Adaptor proteins participate in many signaling pathways from cell surface receptors. Crk protein was the first example of the adaptor protein. We have examined the function of Crk II mutant, Crk II-23. The Crk II-23 mutant contains two amino-acid substitutions in the carboxyl-terminal SH3 domain and is known to inhibit the transformation of NRK cells induced by epidermal growth factor (EGF) and transforming growth factor-beta (TGF-beta). There was no remarkable difference between Crk II and Crk II-23 in EGF-dependent binding to EGF receptor (EGFR). However, in contrast to the wild-type Crk II, the Crk II-23 mutant bound to EGFR in quiescent NIH 3T3 cells. To clarify the difference, both the Crk II and Crk II-23, proteins were expressed in E. coli and examined their binding capacity in vitro. They bound to EGFR from EGF-stimulated NIH 3T3 cells in vitro to a similar extent.

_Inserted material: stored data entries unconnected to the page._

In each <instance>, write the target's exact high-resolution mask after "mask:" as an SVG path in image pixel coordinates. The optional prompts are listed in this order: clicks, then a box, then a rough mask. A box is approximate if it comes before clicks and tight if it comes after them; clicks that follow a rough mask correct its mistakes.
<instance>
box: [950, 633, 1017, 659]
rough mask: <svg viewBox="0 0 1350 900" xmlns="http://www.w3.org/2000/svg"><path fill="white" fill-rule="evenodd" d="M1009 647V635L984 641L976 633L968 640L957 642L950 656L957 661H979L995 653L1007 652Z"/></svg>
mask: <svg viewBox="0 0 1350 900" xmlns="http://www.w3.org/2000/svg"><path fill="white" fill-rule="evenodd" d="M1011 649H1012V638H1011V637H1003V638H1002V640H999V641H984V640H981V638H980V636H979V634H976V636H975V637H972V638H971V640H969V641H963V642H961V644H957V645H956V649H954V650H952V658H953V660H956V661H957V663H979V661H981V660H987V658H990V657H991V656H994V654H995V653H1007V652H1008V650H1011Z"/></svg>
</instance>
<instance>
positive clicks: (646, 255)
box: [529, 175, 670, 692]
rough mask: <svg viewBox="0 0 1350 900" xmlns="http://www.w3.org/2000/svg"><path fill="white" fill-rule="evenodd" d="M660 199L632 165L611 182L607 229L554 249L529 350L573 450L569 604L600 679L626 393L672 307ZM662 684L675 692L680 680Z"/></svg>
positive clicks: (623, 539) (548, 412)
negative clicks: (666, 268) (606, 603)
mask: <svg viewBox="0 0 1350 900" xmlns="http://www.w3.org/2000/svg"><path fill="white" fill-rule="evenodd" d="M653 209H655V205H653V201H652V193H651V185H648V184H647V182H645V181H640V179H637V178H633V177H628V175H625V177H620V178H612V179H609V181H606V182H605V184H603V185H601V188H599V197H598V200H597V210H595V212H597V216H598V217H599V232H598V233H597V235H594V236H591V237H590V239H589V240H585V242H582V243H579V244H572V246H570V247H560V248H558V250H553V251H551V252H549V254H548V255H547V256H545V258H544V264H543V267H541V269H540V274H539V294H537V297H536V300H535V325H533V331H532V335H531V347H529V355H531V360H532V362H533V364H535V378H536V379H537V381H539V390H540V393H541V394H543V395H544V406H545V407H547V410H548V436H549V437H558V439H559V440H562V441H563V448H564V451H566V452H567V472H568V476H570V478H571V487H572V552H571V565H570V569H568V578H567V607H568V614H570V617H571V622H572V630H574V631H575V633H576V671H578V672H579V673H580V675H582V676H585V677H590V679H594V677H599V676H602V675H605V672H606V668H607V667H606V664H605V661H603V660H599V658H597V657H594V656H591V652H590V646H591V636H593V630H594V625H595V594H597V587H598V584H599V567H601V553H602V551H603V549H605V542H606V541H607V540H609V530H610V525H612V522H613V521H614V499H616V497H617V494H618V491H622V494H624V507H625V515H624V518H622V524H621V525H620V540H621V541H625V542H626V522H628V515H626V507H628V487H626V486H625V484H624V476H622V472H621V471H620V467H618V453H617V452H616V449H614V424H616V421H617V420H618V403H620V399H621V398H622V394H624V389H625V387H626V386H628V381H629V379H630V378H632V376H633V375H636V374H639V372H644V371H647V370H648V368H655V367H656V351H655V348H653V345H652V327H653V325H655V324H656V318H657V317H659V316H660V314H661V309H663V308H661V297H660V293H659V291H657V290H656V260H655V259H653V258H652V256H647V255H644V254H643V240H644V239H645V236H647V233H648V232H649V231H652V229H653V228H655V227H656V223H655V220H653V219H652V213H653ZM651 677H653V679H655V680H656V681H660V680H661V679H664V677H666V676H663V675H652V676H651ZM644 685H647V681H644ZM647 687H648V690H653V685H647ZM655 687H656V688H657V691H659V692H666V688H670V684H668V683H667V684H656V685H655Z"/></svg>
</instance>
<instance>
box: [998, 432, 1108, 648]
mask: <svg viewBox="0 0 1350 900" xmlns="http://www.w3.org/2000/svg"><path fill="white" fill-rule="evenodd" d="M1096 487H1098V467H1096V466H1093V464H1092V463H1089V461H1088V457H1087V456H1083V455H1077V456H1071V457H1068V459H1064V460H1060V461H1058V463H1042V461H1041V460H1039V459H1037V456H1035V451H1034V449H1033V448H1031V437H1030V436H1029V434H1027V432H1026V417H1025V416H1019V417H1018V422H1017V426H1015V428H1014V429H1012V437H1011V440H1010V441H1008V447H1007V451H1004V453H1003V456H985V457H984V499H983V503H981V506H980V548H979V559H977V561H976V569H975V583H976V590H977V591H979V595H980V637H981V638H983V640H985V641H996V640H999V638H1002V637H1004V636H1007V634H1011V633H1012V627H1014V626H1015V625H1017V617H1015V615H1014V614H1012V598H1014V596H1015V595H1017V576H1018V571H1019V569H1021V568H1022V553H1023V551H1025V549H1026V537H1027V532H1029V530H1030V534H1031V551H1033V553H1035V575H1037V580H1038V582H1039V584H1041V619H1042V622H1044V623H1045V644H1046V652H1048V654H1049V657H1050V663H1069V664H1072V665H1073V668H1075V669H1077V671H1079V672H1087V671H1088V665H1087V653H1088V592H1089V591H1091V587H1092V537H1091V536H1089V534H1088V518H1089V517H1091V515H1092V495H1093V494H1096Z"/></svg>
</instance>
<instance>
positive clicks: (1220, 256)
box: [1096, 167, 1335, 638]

Expression of Crk II-23 in NIH 3T3 cells did not affect the binding of bacterially expressed Crk II and Crk II-23 to EGFR. These results suggest that post-translational modification of Crk II-23, such as physical association to cellular proteins, induces binding of Crk II-23 to EGFR in quiescent cells. We also demonstrated that mutation of either the SH2 or the SH3 domain abolished the anti-oncogenic activity of Crk II-23, although both mutants bound to EGFR in the quiescent cells. From these results, it could be concluded that persistent signaling through Crk II-23 bound to EGFR is responsible for the suppression of transformation by EGF and TGF-beta.